Palestinian Leaders Must Halt the Hatred - Andrea Levin (Boston Globe)

  • As renewed negotiations get underway between Israelis and Palestinians, it's vital for the success of the endeavor to identify what went wrong in earlier discussions.
  • Secretary of State John Kerry wisely stressed on July 30 the central aim of "ending the conflict" and the "end of claims" against Israel. These are basic tenets of any rational definition of peace and would mean, finally, the end of the drive to remove the Jewish state.
  • They would mean genuine acceptance by Palestinian Arabs of the sovereign rights of a Jewish nation in what is an overwhelmingly Muslim-dominated region.
  • Yet the Palestinian leadership over the two decades since the signing of the landmark Oslo Accords in 1993 has failed to prepare the Palestinian people for peace with their Jewish neighbors.
  • Official Palestinian media regularly glorify terrorist violence, deny Jewish ties to the Land of Israel, denigrate Jews in crude stereotypes, vow expulsion of the Jews, and claim all the territory between the Jordan River and the Mediterranean Sea as Palestine.

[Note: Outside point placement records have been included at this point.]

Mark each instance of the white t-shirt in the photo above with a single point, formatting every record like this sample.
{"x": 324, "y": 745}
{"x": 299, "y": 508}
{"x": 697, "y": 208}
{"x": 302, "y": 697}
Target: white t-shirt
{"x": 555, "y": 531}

  • The cycle of indoctrination and violence cannot be broken without the Palestinians' own leadership acting to halt the hatred and declare clearly in Arabic to Arab audiences that Israel and its people have a rightful place in the Middle East.

    The writer is executive director and president of CAMERA, Committee for Accuracy in Middle East Reporting in America.